Labor Day Holiday
(Luke 1.1-19)
I grew up believing a form of the old adage - 'hard work creates good luck.' Actually, it was modified early on by observing that 'working smart is better than working hard.'
I had seen quite a variety of work ethics modeled by various extended-family members. Some worked very hard, with various results. Some worked very little, with various results. A few worked smart, with various results.
Since there didn't really seem to be any predictable percentage of favorability in the results for those who worked hard over those who worked smart...I became more inclined toward the 'working smart' proposition.
One thing was for certain in my family of origins - my mom and dad expected one to work to achieve whatever destiny one might expect to be out there!
How could it be, then, that someone would work to achieve one's destiny only to die trying. That can't be right, can it? Wouldn't God help the one who is 'helping' himself?
Yet I read of one who was destined - and dead in his early thirties...no, I'm not talking about Jesus. While it could be said of Jesus, it could also be said of so many people down through history.
Have you ever thought about this thing of being 'destined?' It's a subject with which philosophers and theologians have grappled for millennia.
The Bible says that John (the Baptist) was "to turn the hearts of the fathers to their children and the disobedient to the wisdom of the righteous--" An angel even appeared to John's father to tell him this, and yet it seems that John died without having done that. At least we don't have any record of that kind of response to his preaching.
Was John the Baptist a failure? Did he do something wrong? Did he make a wrong turn at some point and miss his destiny? Did he not work hard enough...or smart enough?
Have you accomplished much or any of the stuff that you thought you would do with your life? What are the odds that those feelings of destiny you once had will actually happen now?
Wow, for most of us those are really, really depressing thoughts. I have enough feelings of inadequacy and failure without thinking that I've completely failed at my 'destiny.'
Maybe I have completely failed...that's one of the things that terrifies me about the 'judgment.'
Perhaps John, while in prison questioning whether Jesus was really the One sent from God, also questioned whether he had wasted his own life - whether he had somehow been sidetracked and missed the whole point of his life.
Maybe he thought along those lines...I wouldn't doubt it, it would be human. I've certainly had those thoughts and there wasn't any angel building high expectations by announcing my birth and destiny.
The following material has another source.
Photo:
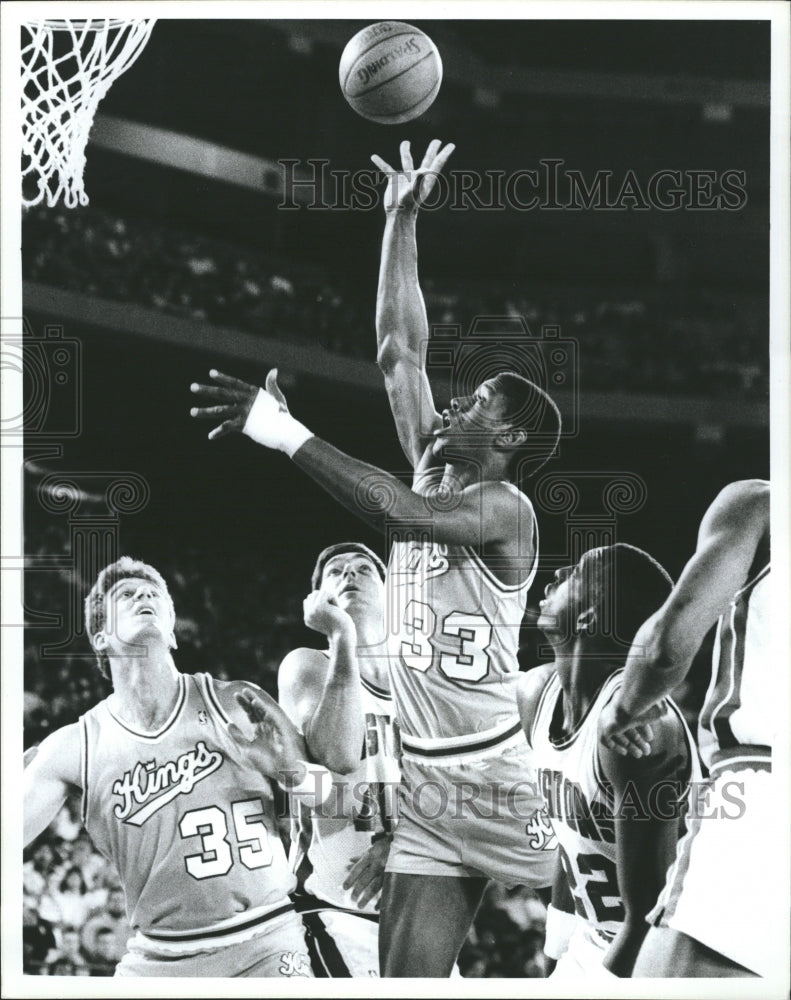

What I do know is that history has viewed John as the last of the Old Testament prophets and the greatest since Elijah. Perhaps unknown to John and to us there were fathers who became loving to their children and perhaps there were foolish folks who turned to those who were wise...perhaps, we don't know.
Perhaps there are those who will say wonderful things of you when you are gone - things that you had hoped for but believed fell far short of what could have/should have been.
Perhaps. But we can't get the opportunity to do it over, we only have now. Not to denigrate work, it definitely has its place, but there is something overarching all of this in the hands of Someone overseeing all of this - and it is His ultimate review that will determine whether or not we achieved this thing called Destiny.
Perhaps that is what Jesus was wrestling with in the garden when He prayed, "Never-the-less, not my will but Thine be done." In this veil of flesh it might be that none of us can even begin to understand our Destiny.